L’Hockey Club Asiago vince e convince a Zell am See, superando i padroni di casa per 5-1 e iniziando nel migliore dei modi il proprio cammino in Alps Hockey League. Gli stellati offrono una prestazione solida sia in fase difensiva che offensiva, riuscendo a sopperire in maniera eccellente anche all’assenza di Ryan Valentini.
Proprio Valentini è costretto a saltare la prima di campionato a causa di una forma influenzale e coach Parco ridisegna di conseguenza le linee offensive per mantenere equilibrio nello schieramento. Stevan viene inserito in prima linea con Porco e Szypula, mentre Alessandro Parco e Filippo Rigoni #19 affiancano capitan Magnabosco in seconda. Traversa, Marchetti e Ferretti compongono la terza linea, con Marcazzan, Andrea Rigoni e Mbow a completare l’attacco.
Confermato invece lo schieramento difensivo rispetto alle precedenti uscite, con le coppie Pietroniro-Calisti, Söderberg-Rigoni #89, Casetti-Tolomelli e Parini-Forte. Tra i pali c’è Rudy Rigoni. Per i padroni di casa non è invece della partita Leon Windhalm.
Avvio di gara subito vivace, con i padroni di casa pericolosi nei primi istanti con Putnik, che trova la pronta risposta di Rudy Rigoni. È però l’Asiago a sbloccare il risultato poco dopo: Parco recupera un ottimo disco e serve davanti alla porta Magnabosco, che non lascia scampo a Schmidt con una conclusione precisa sotto il sette per il vantaggio stellato.
La squadra di Zell am See prova a reagire alzando il proprio baricentro e aumentando la pressione nel terzo offensivo, senza però riuscire a creare particolari pericoli dalle parti di Rigoni. Proprio nel momento migliore degli austriaci arriva il raddoppio dell’Asiago: Calisti si propone in avanti e serve Nick Porco, che tutto solo non sbaglia e firma lo 0-2.
Il resto del periodo scorre sui binari dell’equilibrio, con qualche occasione da entrambe le parti ma senza grandi opportunità fino al 17’, quando Putnik ha sul bastone la migliore chance dei padroni di casa al termine di un contropiede due contro uno, neutralizzato da un ottimo intervento di Rudy Rigoni.
Nel finale l’Asiago è costretto a giocare in inferiorità numerica e gli austriaci provano ad approfittarne con una buona azione corale, ma ancora una volta Rigoni si fa trovare pronto e salva la propria porta. La prima sirena manda così le due squadre negli spogliatoi con l’Asiago avanti 2-0.
Nei primi minuti del secondo periodo gli austriaci spingono, pur senza riuscire a creare conclusioni particolarmente pericolose. È però l’Asiago a colpire in contropiede: Porco recupera un disco all’altezza della blu e si invola verso la porta avversaria, firmando la doppietta personale con una staffilata sul primo palo.
Incassato il tris, i padroni di casa faticano a reagire e anche una superiorità numerica non porta particolari pericoli dalle parti di Rudy Rigoni.
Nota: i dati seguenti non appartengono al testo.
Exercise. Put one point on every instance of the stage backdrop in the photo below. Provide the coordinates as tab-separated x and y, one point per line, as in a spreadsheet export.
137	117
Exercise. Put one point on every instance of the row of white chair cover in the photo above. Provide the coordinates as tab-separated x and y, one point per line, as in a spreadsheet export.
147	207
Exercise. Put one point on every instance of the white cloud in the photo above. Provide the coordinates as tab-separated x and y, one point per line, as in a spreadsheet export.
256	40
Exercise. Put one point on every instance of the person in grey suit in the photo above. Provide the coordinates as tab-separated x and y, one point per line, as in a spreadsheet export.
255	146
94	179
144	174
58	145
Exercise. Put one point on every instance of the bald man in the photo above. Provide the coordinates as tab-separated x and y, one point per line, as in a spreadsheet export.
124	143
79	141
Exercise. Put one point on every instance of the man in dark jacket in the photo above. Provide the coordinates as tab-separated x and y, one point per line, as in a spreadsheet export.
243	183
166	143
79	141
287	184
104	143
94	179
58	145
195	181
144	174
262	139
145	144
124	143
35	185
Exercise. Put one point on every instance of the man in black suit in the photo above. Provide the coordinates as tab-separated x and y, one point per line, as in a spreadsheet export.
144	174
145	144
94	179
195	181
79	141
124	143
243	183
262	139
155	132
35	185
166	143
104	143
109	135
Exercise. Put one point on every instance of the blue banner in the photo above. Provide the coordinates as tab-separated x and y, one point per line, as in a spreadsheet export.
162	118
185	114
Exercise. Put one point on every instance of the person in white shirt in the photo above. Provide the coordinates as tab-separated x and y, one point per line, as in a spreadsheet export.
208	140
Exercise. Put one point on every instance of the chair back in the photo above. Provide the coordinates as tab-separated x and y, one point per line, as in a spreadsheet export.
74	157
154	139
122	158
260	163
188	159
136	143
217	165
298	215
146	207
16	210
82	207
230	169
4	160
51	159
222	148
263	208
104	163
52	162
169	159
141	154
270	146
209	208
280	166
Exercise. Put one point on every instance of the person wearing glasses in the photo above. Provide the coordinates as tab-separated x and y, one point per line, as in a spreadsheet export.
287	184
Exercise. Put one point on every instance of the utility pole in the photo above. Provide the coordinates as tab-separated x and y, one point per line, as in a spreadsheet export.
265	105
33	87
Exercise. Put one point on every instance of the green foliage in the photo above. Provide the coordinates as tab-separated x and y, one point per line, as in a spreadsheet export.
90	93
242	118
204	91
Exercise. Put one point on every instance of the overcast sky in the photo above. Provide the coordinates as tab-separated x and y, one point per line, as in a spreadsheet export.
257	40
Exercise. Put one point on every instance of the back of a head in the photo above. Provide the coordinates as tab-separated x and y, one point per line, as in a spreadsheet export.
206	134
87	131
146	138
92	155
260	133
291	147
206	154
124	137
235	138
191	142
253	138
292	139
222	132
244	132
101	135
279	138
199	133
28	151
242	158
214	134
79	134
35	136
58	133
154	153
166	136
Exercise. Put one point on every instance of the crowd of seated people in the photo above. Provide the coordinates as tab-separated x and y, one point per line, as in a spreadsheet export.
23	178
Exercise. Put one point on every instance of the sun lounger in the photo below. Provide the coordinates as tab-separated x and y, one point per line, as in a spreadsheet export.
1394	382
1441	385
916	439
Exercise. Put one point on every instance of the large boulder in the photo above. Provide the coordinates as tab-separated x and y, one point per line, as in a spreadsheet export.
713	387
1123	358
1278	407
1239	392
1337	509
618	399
Il periodo prosegue senza grandi sussulti. Le occasioni migliori sono probabilmente quella di Jazovsek, che da una parte sfiora il secondo palo, e quella di Parco sul fronte opposto. A tre minuti dalla seconda sirena è ancora Rudy Rigoni a salire in cattedra, fermando nuovamente Putnik a tu per tu e mantenendo invariato il vantaggio stellato.
Analogamente a quanto accaduto nel finale del primo periodo, anche negli ultimi minuti della seconda frazione l’Asiago si ritrova in inferiorità numerica e, ancora una volta, gli stellati reggono bene l’urto, chiudendo il periodo senza concedere reti.
In apertura di terzo periodo nuova superiorità austriaca: questa volta ai padroni di casa bastano pochi secondi per trovare la rete con Coatta e accorciare le distanze sull’1-3.
Poco dopo sono gli stellati a poter usufruire della prima superiorità numerica della propria partita. Il powerplay non riesce però a trovare il giusto ritmo, con qualche errore di troppo e una sola vera occasione, capitata a Calisti proprio allo scadere della penalità.
E' però al ritorno in parità numerica che l’Asiago colpisce ancora: un assist perfetto dell'ex Szypula trova Nick Porco davanti a Schmidt con l’attaccante stellato a completare la propria tripletta personale e firmando la rete dell’1-4.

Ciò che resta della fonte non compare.